Please Buy an Online Ad
Tuesday, December 9th, 2008 by Patrick RossOkay, I get it. There’s a lot of free stuff on the Internet, and what is there free and legally is going to have to stay that way. As an example, we can talk about newspaper stories. And we can talk about what the collapse of the Detroit automobile industry means for those newspaper stories.
There is one newspaper that still charges for access for many of its articles, but I can link to two in today’s paper that you may read for free, “Ad Spending on Auto Web Sites Tapers Off” and “Tribune Co. Files for Chapter 11 Protection.” Most of the online ads mentioned in the first story aren’t on newspaper web sites, although this is an indicator of how in an economic downturn the ad market declines. The reasons for Tribune’s decline in the second article go far beyond the difficulty in earning money online, but it is an important factor and a growing one throughout the industry.
Attend any Digital Hollywood and you’ll hear very bright businesspeople wrestle with one key problem in the digital age — “How can we make enough money off of online advertising to cover the cost of production of the works surrounded by the ads?” This is a problem even when ad spending is flowing, but is critical when ad buyers tighten their wallets. It’s a question that still has no answer, although to all of you who feel a moral right to creative works at no charge and shout that producers should develop new business models, I implore you to put your money where your mouth is and draft up a detailed proposal. Pretend you’re in an MBA class and your grade depends on it. Be specific.
This is ever so important because we know that newspaper circulation is declining, and it is print newspaper advertising that pays the salaries of reporters, editors and copyeditors. At a reception Sunday night I conducted an informal poll of about a dozen people ranging from their 30s to their 50s. It went about as I expected. Most of the older individuals polled love to start their day with newspapers and don’t like news online, with two separately saying “It hurts my eyes.” Most of the youngest ones said they get their news almost exclusively online. Those in the middle did both, with the newspaper perhaps being something to read during lunch. The generation not forming newspaper habits will continue to displace newspaper readers, although I can’t help wondering if the 30-year-old of today will have a hard time reading online news in twenty years with their 50-year-old eyes.
In my Washington Post right now there are multiple full-page ads from retailers looking for holiday sales; there isn’t an option for an ad like that online. Salesmen of print ads also don’t have to worry about click-through rates undermining their rate card. Another question I asked in my informal poll was whether readers of online news ever clicked through any ads they saw on news sites. I could not find a single person who recalled ever clicking on an ad.

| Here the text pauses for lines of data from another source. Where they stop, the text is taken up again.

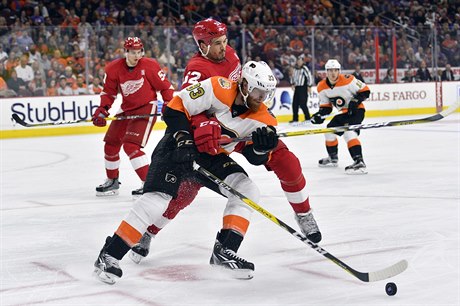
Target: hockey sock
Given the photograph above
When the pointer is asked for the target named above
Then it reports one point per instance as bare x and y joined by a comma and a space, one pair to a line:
230, 239
111, 160
117, 247
138, 159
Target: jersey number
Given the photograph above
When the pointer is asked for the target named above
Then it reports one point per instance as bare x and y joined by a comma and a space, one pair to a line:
192, 77
195, 91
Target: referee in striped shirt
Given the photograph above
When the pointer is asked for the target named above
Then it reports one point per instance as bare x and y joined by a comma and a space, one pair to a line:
301, 81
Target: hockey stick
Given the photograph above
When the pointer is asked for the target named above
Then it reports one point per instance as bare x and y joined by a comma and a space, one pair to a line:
16, 118
451, 109
388, 272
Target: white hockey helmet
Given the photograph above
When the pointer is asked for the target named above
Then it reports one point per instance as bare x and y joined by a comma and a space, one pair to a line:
259, 75
332, 64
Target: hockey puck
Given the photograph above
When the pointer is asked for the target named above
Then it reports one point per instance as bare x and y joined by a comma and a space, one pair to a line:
391, 289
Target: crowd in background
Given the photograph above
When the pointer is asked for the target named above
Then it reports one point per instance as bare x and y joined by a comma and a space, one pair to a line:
50, 48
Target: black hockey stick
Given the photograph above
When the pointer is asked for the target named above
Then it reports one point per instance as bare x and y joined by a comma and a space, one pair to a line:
18, 120
388, 272
451, 109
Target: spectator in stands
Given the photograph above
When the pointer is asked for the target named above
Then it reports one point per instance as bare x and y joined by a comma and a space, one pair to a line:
357, 73
51, 90
24, 71
423, 74
18, 85
80, 86
95, 87
64, 89
447, 74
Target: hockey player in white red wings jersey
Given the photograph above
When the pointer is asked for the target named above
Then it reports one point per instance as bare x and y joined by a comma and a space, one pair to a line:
137, 79
216, 58
346, 93
196, 118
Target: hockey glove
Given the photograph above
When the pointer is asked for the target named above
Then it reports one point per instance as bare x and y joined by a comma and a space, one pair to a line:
207, 133
99, 116
185, 151
265, 139
352, 107
317, 118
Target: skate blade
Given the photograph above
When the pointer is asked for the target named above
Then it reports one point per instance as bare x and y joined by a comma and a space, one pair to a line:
136, 258
356, 172
106, 193
105, 277
328, 165
244, 274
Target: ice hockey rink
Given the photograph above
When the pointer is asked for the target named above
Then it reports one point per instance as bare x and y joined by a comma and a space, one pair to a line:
407, 207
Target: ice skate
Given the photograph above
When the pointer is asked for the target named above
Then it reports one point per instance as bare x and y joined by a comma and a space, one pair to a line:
228, 260
358, 167
308, 226
106, 267
136, 193
141, 249
109, 188
330, 161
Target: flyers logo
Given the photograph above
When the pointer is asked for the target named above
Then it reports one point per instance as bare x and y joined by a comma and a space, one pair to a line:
224, 83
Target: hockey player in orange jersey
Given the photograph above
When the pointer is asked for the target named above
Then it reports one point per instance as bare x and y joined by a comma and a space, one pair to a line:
196, 118
346, 93
216, 58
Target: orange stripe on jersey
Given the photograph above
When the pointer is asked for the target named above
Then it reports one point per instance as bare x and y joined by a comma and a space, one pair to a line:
236, 223
353, 142
224, 90
322, 85
128, 233
332, 143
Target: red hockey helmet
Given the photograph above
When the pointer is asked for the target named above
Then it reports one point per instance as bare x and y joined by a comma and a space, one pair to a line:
206, 30
133, 43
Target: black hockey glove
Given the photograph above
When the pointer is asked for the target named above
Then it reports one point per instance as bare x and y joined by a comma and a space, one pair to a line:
185, 151
317, 118
265, 139
352, 107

(Disclosure: I was CNET News.com’s first Washington editor and reporter. Our company relied almost completely on online ads, and was the first to sell ads beyond banner size. That still didn’t get the job done, and it later was sold to CBS for a tiny fraction of what the Street had rated its worth when I was working there.)
Free online news isn’t going away, and I’m not saying it should. But look at what the WSJ reported in its story on Tribune, noting that the storied owner of the Chicago Tribune and Los Angeles Times (I was a subscriber when I lived there) is in bankruptcy:
* Donald Graham has said The Washington Post, despite its cachet, will not earn a profit this year.
* Newspapers have cut “thousands of jobs” this year.
Shira Ovide, the reporter, is right. Gannett is in the process of eliminating nearly 2,000 newspaper jobs. The New York Times will borrow as much as $225 million against its Manhattan building to stay afloat and is negotiating its debt obligations with its lenders, just as Ovide noted the owners of The Philadelphia Inquirer and The Minneapolis Star Tribune are doing.
So what can we as fans of news do? Well, you could buy newspapers, but I recognize that I’ll get laughed at for saying that. Get with the times, I’ll be told, not the Times. Okay. News online is here to stay, and publishers can’t charge for it. That either leaves the charity approach (how many blogs have you voluntarily contributed to this year?) or advertising, which has worked well for broadcast television and print but simply doesn’t translate well to the online environment.
I don’t have the answers, nor does any attendee of Digital Hollywood, the Tech Policy Summit, or any other such conference I’ve attended. But I hope and pray someone comes up with the answers, because as we just saw today with the governor of Illinois, who was already being investigated by the Chicago Tribune (now in bankruptcy protection) and was asked to hold back by an FBI just catching up, the media has an incredibly powerful role to play in keeping our elected officials honest. (For more on the incredible value of a free press, please visit the Newseum.)